Every year Manchester Grammar School (MGS) runs a Jewish society dinner for current pupils, their families, teachers, and MGS alumni to come together and reflect on the importance of Judaism at the school.
The annual event includes a three-course kosher lunch with the opportunity for past and present society chairs to celebrate the history and achievements of the Jewish community at the school.
Year 12 pupil Zak helps to run the Jewish society at MGS and is proud of his Judaism: “Judaism is very important to me, so I am delighted that the Manchester Grammar School encourages all its pupils to practise religion openly. In fact, I would say that MGS is unique in its diversity and acceptance of the beliefs of pupils. Since I started at MGS, I have attended the weekly lunch and learn sessions and Jewish assemblies. Being able to attend such events makes me feel extremely proud, as does being joined by people of all faiths wanting to learn more about Judaism.”
MGS has had a long list of Jewish alumni, and while today there may not be as many Jewish pupils as in previous decades, the school remains as supportive as ever. MGS’s Founders’ Day is coming up, and the High Master will attend a Founders’ Day service with Jewish pupils at a nearby synagogue, as well as the main service at the Manchester cathedral. In the last few years there has been a sukkah built for the festival of Sukkot, displayed outside the school’s entrance and visited during an open day.
This year’s dinner will see guest speaker Richard Donner discuss how his MGS education has guided him through Oxford University, work in the private equity sector, and now to being a patron of the MGS Bursary Appeal. The MGS Jewish community has loved hearing the stories of Old Mancunians at previous lunches, and the school can’t wait to hear from Richard this year.

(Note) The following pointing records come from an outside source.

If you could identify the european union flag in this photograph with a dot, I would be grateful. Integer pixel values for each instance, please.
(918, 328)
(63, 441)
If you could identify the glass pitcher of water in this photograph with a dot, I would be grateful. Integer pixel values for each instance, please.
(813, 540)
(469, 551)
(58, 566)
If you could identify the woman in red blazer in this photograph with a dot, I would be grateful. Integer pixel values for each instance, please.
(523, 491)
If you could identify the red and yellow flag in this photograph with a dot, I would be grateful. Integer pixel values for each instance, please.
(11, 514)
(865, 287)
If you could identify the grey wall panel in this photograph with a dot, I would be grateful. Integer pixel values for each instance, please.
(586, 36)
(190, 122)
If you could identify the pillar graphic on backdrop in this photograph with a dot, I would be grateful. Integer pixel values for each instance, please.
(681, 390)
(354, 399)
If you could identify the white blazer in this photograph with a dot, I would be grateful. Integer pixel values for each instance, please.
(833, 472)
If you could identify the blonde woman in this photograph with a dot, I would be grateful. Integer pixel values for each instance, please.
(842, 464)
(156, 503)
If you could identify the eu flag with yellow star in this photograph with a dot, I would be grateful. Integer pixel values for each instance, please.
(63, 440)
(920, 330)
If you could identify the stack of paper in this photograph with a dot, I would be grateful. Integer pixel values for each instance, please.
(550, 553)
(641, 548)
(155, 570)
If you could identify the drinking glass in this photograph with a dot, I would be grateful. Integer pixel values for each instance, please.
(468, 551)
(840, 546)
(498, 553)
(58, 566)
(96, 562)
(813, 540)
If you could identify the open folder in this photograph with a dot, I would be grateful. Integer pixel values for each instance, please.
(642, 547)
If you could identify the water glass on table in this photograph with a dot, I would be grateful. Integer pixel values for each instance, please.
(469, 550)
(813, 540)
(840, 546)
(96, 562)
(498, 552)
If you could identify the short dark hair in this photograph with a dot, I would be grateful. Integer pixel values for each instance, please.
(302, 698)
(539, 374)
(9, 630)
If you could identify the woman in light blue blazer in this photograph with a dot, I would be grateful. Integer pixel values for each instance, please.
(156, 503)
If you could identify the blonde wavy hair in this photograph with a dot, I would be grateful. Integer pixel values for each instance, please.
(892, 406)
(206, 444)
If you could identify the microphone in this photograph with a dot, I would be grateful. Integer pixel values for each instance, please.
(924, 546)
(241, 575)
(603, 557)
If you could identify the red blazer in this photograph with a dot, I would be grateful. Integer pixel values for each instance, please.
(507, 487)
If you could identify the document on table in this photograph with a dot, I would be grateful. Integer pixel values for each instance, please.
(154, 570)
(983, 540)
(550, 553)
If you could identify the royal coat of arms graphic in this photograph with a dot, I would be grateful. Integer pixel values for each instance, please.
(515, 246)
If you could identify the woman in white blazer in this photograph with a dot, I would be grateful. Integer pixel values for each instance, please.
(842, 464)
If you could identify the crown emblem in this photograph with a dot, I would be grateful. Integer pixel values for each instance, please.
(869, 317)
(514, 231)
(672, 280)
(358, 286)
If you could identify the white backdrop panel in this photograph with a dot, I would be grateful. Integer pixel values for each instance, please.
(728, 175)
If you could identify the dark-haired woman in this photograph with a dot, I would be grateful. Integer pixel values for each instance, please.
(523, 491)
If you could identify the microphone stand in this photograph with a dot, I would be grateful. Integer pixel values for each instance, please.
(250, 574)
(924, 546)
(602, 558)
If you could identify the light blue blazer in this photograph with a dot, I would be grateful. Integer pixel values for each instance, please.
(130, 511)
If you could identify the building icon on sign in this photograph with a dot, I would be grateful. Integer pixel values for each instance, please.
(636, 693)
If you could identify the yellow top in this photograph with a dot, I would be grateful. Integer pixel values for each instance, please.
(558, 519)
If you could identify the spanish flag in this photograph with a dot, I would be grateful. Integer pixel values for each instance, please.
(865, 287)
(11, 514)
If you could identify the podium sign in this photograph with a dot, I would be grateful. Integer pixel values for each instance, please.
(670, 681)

Assistant Head Teacher Dan Farr said of the event: “The school is very proud of its long and illustrious relationship with Manchester’s Jewish community, and we are delighted by the pride that so many of our Jewish alumni have in the school. The warmth and success of this relationship, like the relationship the school has with all of its faith communities, does not need an event to mark it: it is something that is part of the character and fabric of the place. Nonetheless, the annual J-Soc lunch is a fabulous opportunity for current and former pupils and their families to spend some quality time together, reflecting on what it means to be a Jewish pupil at the school, and on how the experience of this may have changed through the generations.”